Back to our fictional hospital system. Patients turn up, and a system decides. Those who get to the next level see a physician and hopefully, they get better. In this scenario, our first patient is an 80-year-old man with a long history of heart failure. He’s come in after experiencing a minor stroke. Our second patient is a 23-year-old woman with a collapsed lung. Who should the system choose to treat? Assuming that each of them will have successful treatment, we only have enough resource to help one. Before you pre-empt the system’s decision, let’s consider our cost function. If we maximize life expectancy, then the woman should probably go forward, and the man will die. She would probably live another 60–70 years, while he may not live another 10. On the other hand, what if our loss function minimized the long-term financial cost to the health system? The woman has a lifetime of upcoming costs, and her potential future 2.4 children will also place a substantial load on the system. The man has very little time left, and he won’t be having children. In this scenario, the man goes forward, and the woman dies. But what if the loss function related to social importance? What if the man was Nelson Mandela? What if the woman was heir to the throne or CEO of a billion-dollar company?

When people are asked to make these decisions, more context can be considered. We can balance simultaneous loss functions, and even ignore rules if we choose. Either way, we get to choose, and we’re accountable for that decision.

Let’s consider a classic thought experiment in ethics — the trolley problem. A runaway trolley hurtles toward five people tied up on the tracks. You stand next to a control lever. If you pull the lever, the trolley redirects to a side track, saving the lives of those five people. However, there is a single person tied up on the side track. Do you allow the trolley to kill the five people on the main track, or pull the lever, diverting the trolley onto the side track where it will only kill one person? Which is the more ethical option?

Let’s go a step further and imagine that this dilemma is being faced by an autonomous car with the conundrum defined along different dimensions — age (old, young), gender (male, female), passengers or pedestrians, thin or fat, social status (high or low), humans or animals, lawful or criminals and so on. How should the car decide? A recent Nature publication titled The Moral Machine Experiment described a survey of millions of people in 10 languages, from 233 countries and territories. Globally, there was a general preference for sparing humans over animals, pedestrians over passengers, and the young over the old. On national and cultural levels, however, there were stark differences, which might appear almost inhumane to different groups. The real concern here is that this is not a hypothetical situation. Car manufacturers and policymakers are struggling with exactly these sorts of moral dilemmas, and society will vote with their wallet to implicitly support a technology provider’s algorithms and decisions. How would you feel as a passenger in an autonomous car in a foreign country if it didn’t subscribe to your personal safety preferences?
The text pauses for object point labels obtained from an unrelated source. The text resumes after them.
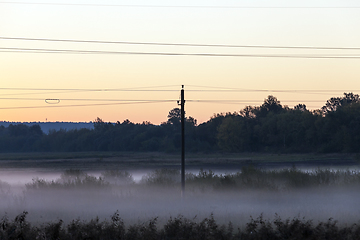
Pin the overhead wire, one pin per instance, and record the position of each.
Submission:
(177, 44)
(179, 6)
(80, 105)
(73, 51)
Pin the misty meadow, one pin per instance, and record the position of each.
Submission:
(259, 194)
(250, 204)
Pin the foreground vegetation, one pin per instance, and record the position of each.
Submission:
(177, 228)
(77, 189)
(270, 127)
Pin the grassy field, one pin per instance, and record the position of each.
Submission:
(129, 160)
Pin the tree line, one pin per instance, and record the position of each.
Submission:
(270, 127)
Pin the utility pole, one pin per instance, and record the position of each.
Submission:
(182, 104)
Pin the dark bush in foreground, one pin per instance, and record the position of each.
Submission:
(177, 228)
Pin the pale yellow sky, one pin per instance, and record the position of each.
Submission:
(317, 27)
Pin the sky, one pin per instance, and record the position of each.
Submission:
(90, 84)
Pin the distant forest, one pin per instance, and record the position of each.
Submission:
(270, 127)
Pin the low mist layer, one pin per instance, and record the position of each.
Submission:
(317, 195)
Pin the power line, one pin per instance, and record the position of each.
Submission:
(179, 6)
(147, 100)
(92, 99)
(72, 51)
(178, 44)
(146, 89)
(81, 105)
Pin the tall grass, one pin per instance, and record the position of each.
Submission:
(176, 228)
(248, 178)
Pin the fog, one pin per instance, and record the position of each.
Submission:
(138, 201)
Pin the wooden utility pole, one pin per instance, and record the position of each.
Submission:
(182, 104)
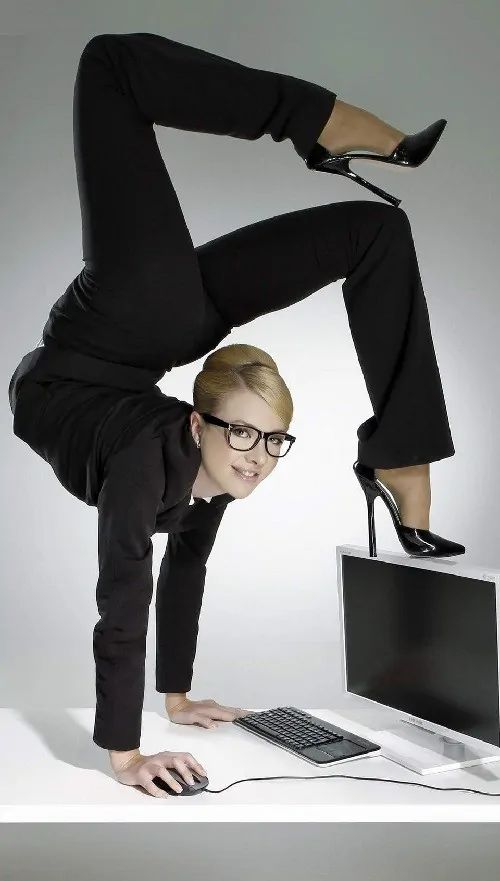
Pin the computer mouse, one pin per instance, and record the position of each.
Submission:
(200, 783)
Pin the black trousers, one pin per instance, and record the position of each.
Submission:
(151, 299)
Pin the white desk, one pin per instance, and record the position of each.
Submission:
(68, 777)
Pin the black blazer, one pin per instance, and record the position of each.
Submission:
(130, 452)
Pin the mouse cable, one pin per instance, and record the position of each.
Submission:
(351, 777)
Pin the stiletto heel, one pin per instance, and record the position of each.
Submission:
(411, 151)
(416, 542)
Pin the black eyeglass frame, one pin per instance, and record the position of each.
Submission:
(214, 420)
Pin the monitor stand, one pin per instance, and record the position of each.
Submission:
(427, 752)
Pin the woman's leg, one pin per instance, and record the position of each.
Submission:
(140, 299)
(271, 264)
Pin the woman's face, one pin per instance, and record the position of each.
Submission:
(221, 464)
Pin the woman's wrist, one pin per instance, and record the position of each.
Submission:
(120, 758)
(174, 698)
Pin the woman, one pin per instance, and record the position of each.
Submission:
(147, 301)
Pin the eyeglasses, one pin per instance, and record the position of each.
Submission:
(246, 437)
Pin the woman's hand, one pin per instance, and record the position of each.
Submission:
(140, 770)
(206, 713)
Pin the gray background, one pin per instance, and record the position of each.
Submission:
(271, 575)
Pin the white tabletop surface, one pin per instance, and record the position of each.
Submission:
(51, 771)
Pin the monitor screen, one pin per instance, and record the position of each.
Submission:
(423, 641)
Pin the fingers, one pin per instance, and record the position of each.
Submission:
(146, 780)
(188, 759)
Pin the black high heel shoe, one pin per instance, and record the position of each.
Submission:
(411, 151)
(416, 542)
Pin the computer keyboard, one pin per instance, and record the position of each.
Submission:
(309, 737)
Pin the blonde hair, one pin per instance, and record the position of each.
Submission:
(237, 366)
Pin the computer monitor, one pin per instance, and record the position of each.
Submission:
(420, 636)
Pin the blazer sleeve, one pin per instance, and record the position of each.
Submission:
(127, 506)
(179, 595)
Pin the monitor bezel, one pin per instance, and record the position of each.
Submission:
(450, 565)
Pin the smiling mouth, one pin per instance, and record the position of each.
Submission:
(249, 479)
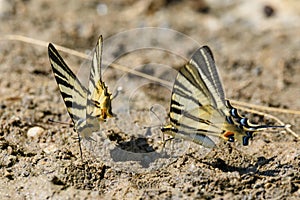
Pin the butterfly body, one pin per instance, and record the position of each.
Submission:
(199, 111)
(87, 107)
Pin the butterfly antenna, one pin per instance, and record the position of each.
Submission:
(59, 122)
(119, 90)
(80, 149)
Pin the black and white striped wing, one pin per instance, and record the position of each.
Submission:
(197, 101)
(73, 92)
(99, 98)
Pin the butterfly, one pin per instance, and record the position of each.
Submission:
(87, 107)
(199, 110)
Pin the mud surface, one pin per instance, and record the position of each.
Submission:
(256, 47)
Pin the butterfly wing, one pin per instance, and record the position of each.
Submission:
(73, 93)
(99, 98)
(198, 107)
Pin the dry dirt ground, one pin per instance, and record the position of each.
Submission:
(256, 45)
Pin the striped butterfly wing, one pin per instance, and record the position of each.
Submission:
(198, 109)
(73, 92)
(99, 98)
(86, 107)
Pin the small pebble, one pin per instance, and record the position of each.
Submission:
(34, 132)
(50, 149)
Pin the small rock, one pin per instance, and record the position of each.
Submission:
(50, 149)
(34, 132)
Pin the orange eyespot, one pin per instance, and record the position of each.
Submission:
(228, 134)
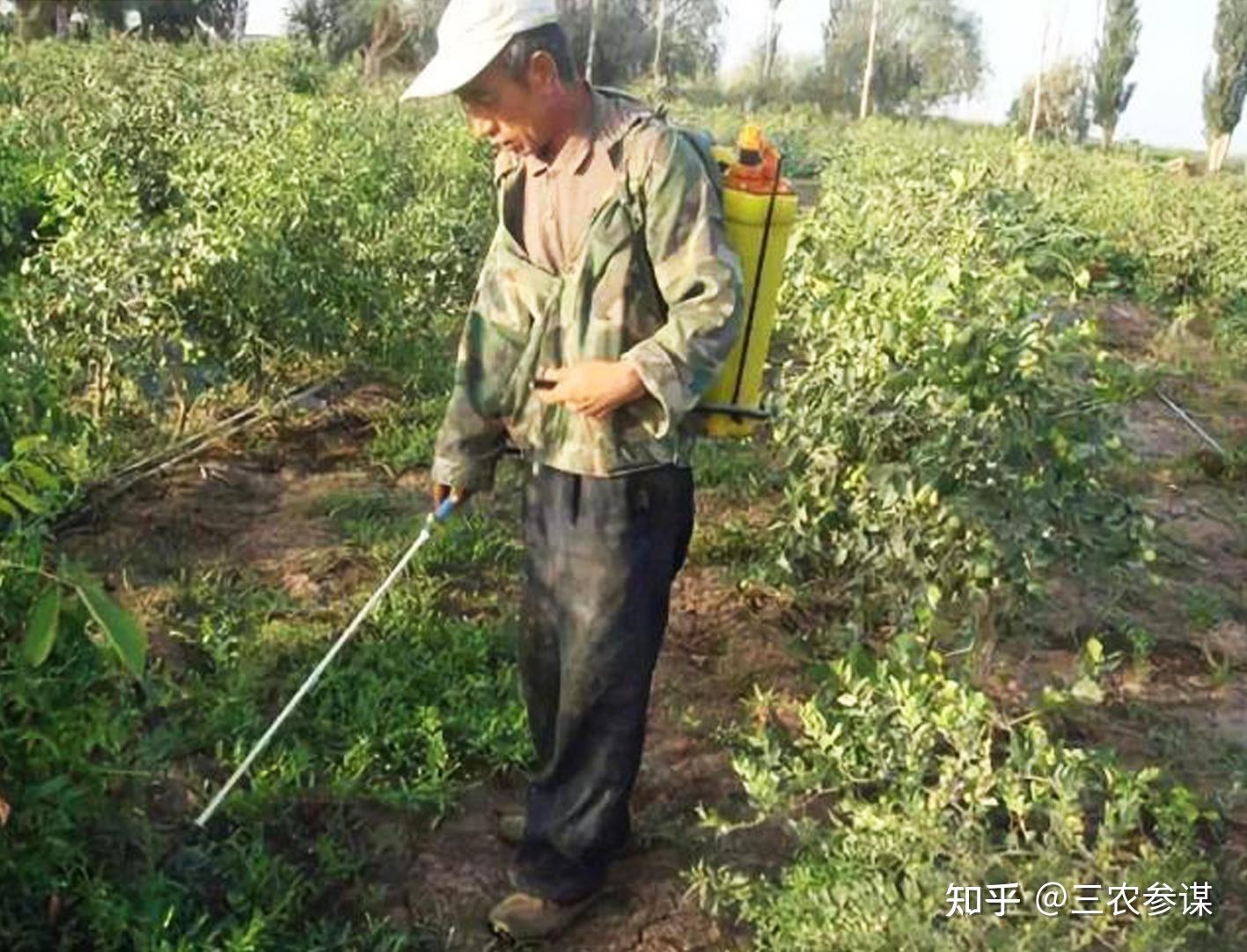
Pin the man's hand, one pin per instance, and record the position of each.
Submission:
(594, 388)
(440, 491)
One supposed benefit of an automated system is that it focuses on the data ignoring subjective biases. However, the web is filled with examples of how machine learning can be intrinsically biased. AI has been accused of racism, homophobia, xenophobia, misogyny, and being an active oppressor of the underclass. There’s enough evidence to show that poor deployment of AI systems has indeed contributed to inequality. That, however, would be little different to damning the steel industry for being complicit in providing weapons of war.

Herein lies the crux of this article. AI is simply a tool. It’s a very sophisticated tool that provides capabilities that people for the most part, simply aren’t cognitively effective at. Driven by venture capitalist expectations, competitive pressures, and unreadiness at both individual and societal levels, we have grabbed the AI golden goose demanding it lay eggs at an impossible rate. Society, organizations, and individuals have made AI accountable for their successes and failures rather than spend more time reflecting on why those things have succeeded and failed. It would be no different from an amateur musician investing in a high range guitar, disappointed that he can’t play like Jimi Hendrix.

Proper AI deployment requires a blend of good mathematics, ethics, legislation, system and software architecture, social context, and patience. We can develop technical, legal, and social frameworks to help make this more accessible. We can blend ethics and system thinking into how we define our success criteria. However, at some point, the ownership of the actual problem must come down to a human being. This trend of giving someone (or something) else ownership and responsibility of much of our day to day living has progressively lowered the bar to the point where we’re tripping over it.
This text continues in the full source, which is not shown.